Automating form submission with headless browsing

Hey everyone, I’m stuck with a tricky situation. I need to register users through a headless browser because the platform doesn’t have an API. It’s a bit of a hassle.

I’ve got it working with Symfony, Selenium, and PHPUnit, but keeping Selenium running all the time doesn’t seem like the best solution. I’ve tried using Symfony’s Process class to start Selenium on demand, but it’s not firing up when I need it.

Here’s a snippet of what I’m trying to do:

public function autoFillForm($data, $targetUrl, $formClass)
{
  $seleniumProcess = new Process('xvfb-run -a selenium-standalone start');
  $seleniumProcess->start();

  // Wait for Selenium to start
  sleep(3);

  if (!$seleniumProcess->isRunning()) {
    throw new Exception('Failed to start Selenium');
  }

  // Rest of the form filling logic here
  // ...

  // Clean up
  $seleniumProcess->stop();
}

Does anyone have ideas on how to make this work better? Or maybe there’s a smarter way to approach this whole thing? I’m all ears for suggestions!

hey liam, have u tried using phantomjs? its pretty good for headless browsing n doesnt need selenium. u can run it directly with php using symfony’s process. heres a quick example:

$phantomjs = new Process('phantomjs script.js');
$phantomjs->run();

just put ur form filling logic in script.js. way simpler than dealing w/ selenium IMO

Having worked on similar projects, I’d suggest considering a different approach altogether. Instead of running a headless browser for each form submission, you might want to explore using a library like Guzzle for HTTP requests. It’s much lighter and faster than browser automation.

You could simulate the form submission by reverse-engineering the request the form makes. Use browser dev tools to inspect the network traffic when submitting the form manually. Then replicate that request in your PHP code.

This method is more efficient and less prone to breaking. It also eliminates the need for maintaining browser instances. However, be aware that some sites might have anti-bot measures in place. In such cases, you may need to add appropriate headers or handle CAPTCHAs.

Remember to respect the site’s terms of service and rate limits when implementing this solution.

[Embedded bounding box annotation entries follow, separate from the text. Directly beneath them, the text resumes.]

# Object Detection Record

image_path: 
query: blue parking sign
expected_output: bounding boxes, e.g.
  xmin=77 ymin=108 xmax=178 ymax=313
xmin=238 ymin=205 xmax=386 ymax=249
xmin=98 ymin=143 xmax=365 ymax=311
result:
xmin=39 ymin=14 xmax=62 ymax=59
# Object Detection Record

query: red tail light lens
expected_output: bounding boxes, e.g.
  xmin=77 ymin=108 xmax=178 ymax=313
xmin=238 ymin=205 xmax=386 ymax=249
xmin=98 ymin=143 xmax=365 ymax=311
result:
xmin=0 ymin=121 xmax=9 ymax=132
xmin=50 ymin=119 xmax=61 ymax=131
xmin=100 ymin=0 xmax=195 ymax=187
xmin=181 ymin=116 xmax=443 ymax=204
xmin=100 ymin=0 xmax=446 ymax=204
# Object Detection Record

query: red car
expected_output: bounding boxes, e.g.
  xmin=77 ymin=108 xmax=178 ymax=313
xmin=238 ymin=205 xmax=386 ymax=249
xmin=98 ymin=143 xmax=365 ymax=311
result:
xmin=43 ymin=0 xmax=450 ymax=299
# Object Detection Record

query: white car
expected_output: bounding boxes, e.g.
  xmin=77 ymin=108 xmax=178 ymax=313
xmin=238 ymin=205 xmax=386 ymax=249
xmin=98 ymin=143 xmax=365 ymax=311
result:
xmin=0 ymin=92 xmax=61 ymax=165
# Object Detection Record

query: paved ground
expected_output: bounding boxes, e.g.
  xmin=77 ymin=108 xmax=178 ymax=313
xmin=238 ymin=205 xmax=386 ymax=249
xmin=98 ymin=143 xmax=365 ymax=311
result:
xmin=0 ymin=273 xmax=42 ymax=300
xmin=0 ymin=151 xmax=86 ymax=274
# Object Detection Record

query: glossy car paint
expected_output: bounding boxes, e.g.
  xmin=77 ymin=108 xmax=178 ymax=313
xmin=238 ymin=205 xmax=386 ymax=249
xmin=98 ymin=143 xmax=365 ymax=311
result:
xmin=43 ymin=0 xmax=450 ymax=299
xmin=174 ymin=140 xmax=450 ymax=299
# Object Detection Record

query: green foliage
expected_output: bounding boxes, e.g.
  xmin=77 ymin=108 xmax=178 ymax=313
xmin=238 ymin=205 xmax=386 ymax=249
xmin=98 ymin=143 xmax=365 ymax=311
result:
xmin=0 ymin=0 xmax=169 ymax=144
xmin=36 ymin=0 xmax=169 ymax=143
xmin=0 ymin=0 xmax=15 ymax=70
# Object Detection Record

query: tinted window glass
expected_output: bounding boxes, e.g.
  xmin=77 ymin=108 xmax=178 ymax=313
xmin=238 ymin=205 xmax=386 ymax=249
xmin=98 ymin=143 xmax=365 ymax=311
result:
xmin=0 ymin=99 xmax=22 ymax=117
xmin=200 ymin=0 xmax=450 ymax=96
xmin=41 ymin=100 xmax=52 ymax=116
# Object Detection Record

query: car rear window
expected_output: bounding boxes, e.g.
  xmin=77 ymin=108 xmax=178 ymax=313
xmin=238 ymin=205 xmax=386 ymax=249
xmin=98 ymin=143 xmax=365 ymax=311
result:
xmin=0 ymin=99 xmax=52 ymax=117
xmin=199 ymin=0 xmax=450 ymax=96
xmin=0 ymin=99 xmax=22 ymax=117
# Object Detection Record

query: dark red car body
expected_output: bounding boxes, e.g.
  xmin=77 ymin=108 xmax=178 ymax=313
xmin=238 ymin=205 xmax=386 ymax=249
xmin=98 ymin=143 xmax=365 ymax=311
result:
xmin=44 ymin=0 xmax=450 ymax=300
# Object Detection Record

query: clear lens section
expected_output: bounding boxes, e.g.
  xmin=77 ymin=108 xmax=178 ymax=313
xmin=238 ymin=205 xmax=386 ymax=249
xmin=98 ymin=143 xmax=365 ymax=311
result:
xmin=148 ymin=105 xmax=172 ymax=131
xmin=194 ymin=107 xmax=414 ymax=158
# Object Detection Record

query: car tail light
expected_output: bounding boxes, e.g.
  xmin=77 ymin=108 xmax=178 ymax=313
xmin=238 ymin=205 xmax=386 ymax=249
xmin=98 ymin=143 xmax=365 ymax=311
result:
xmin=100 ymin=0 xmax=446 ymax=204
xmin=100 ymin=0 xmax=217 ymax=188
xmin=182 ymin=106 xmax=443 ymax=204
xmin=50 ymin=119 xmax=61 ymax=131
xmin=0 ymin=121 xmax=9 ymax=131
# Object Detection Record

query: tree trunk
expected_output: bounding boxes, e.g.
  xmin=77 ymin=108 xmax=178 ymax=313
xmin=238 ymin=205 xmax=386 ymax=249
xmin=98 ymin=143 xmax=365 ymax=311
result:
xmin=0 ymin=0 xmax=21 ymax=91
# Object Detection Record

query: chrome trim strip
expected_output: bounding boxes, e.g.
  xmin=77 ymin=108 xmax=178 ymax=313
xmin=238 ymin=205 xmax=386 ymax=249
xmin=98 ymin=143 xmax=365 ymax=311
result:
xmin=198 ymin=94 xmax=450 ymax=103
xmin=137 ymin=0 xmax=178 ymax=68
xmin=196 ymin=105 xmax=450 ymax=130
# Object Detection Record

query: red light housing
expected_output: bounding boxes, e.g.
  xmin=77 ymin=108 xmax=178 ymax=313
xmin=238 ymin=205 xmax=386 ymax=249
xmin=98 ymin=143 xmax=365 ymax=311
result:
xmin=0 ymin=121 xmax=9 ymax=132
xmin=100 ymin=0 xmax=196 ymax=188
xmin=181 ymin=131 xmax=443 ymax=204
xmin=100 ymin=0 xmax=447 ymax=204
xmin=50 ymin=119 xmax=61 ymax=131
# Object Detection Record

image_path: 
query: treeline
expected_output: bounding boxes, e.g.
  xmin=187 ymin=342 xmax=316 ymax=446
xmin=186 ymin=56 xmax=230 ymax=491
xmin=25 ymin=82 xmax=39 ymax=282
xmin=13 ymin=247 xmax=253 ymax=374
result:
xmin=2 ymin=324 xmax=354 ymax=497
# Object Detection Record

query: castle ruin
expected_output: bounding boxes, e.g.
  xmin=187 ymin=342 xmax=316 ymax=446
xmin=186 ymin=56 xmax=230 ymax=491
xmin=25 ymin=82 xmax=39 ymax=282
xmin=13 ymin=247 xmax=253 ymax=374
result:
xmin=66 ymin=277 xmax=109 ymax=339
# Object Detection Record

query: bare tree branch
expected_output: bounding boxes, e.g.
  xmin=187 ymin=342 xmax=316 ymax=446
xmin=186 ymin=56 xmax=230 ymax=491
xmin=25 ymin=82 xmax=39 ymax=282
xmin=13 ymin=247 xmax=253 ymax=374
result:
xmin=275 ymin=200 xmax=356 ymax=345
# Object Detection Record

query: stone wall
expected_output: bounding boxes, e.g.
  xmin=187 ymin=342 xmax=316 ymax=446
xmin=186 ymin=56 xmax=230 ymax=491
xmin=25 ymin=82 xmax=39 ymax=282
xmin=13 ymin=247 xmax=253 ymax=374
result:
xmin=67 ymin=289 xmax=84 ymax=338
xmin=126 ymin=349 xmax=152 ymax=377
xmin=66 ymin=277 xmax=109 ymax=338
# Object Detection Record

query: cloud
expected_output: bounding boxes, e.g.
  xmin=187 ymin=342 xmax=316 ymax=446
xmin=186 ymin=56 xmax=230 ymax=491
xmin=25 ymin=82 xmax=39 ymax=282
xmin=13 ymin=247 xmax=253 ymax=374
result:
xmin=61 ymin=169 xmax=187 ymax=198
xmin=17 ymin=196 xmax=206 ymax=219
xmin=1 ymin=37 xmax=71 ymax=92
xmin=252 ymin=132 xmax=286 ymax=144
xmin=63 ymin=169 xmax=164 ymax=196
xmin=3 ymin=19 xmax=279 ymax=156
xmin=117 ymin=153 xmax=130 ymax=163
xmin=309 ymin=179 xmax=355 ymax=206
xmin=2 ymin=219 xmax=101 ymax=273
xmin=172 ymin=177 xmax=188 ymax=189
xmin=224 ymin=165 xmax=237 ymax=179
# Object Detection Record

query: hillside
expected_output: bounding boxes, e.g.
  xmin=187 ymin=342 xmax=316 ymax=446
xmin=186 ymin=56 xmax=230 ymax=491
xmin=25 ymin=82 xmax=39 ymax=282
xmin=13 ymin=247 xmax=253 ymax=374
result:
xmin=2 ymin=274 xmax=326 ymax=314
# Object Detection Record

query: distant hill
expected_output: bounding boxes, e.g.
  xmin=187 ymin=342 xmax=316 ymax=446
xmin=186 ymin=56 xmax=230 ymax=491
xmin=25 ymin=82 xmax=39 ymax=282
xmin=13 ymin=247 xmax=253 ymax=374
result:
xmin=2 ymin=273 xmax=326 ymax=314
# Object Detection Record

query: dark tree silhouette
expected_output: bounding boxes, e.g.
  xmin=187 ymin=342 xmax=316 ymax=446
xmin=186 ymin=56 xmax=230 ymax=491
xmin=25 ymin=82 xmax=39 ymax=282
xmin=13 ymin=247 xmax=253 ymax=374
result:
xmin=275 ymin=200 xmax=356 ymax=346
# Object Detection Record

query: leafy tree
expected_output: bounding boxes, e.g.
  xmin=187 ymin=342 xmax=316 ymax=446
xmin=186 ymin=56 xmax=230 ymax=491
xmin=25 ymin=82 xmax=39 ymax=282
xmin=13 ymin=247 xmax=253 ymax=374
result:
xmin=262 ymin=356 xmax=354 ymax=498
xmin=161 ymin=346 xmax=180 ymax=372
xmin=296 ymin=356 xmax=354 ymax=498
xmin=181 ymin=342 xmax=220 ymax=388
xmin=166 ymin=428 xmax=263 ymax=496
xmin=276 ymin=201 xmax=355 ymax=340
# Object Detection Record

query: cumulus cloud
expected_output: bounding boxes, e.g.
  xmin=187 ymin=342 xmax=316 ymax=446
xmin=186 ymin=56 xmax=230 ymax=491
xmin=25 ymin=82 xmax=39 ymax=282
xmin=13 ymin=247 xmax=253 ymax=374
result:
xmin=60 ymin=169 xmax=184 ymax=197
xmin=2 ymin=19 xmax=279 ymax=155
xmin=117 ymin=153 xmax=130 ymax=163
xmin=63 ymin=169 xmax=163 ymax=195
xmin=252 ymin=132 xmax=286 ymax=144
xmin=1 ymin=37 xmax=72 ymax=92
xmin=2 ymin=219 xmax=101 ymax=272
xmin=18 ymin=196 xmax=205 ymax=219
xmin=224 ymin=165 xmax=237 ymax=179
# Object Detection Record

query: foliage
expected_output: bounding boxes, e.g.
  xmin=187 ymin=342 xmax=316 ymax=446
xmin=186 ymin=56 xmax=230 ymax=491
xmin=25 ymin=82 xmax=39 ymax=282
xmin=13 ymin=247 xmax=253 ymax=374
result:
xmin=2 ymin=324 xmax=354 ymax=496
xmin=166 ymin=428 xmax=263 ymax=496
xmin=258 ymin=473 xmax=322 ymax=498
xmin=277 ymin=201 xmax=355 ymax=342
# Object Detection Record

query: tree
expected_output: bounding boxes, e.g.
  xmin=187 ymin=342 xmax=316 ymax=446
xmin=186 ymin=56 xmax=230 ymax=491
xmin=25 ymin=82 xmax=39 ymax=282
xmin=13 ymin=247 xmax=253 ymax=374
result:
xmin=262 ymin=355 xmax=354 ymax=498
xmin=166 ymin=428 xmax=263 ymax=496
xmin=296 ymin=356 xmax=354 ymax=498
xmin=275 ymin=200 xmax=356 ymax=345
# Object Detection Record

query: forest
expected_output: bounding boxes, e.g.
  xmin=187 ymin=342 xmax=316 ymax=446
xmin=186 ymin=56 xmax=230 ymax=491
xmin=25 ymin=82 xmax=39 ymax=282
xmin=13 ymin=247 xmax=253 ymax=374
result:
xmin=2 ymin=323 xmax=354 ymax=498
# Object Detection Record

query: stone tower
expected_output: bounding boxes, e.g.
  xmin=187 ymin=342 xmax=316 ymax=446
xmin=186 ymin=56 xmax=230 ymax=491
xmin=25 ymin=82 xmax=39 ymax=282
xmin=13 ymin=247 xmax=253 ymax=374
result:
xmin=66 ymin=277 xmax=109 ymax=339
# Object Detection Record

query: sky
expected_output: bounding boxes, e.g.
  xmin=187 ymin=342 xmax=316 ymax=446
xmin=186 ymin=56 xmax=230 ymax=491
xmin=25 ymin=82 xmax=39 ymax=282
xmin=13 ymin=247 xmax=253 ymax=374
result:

I’ve tackled similar challenges before, and I can tell you that running Selenium on-demand can be quite finicky. Instead of using Selenium, have you considered using a headless browser like Puppeteer or Playwright? They’re much easier to integrate and manage programmatically.

In my experience, Playwright with PHP has been a game-changer for automating form submissions. It’s more lightweight, faster, and doesn’t require a separate server like Selenium. You can start and stop browser instances on the fly, which sounds like exactly what you need.

Here’s a rough idea of how you could structure it:

use \Microsoft\Playwright\Playwright;

public function autoFillForm($data, $targetUrl, $formClass)
{
    $playwright = Playwright::create();
    $browser = $playwright->chromium()->launch();
    $page = $browser->newPage();
    $page->goto($targetUrl);

    // Fill form logic here
    // ...

    $browser->close();
}

This approach has been much more reliable for me in production environments. It might be worth giving it a shot if you’re open to exploring alternatives.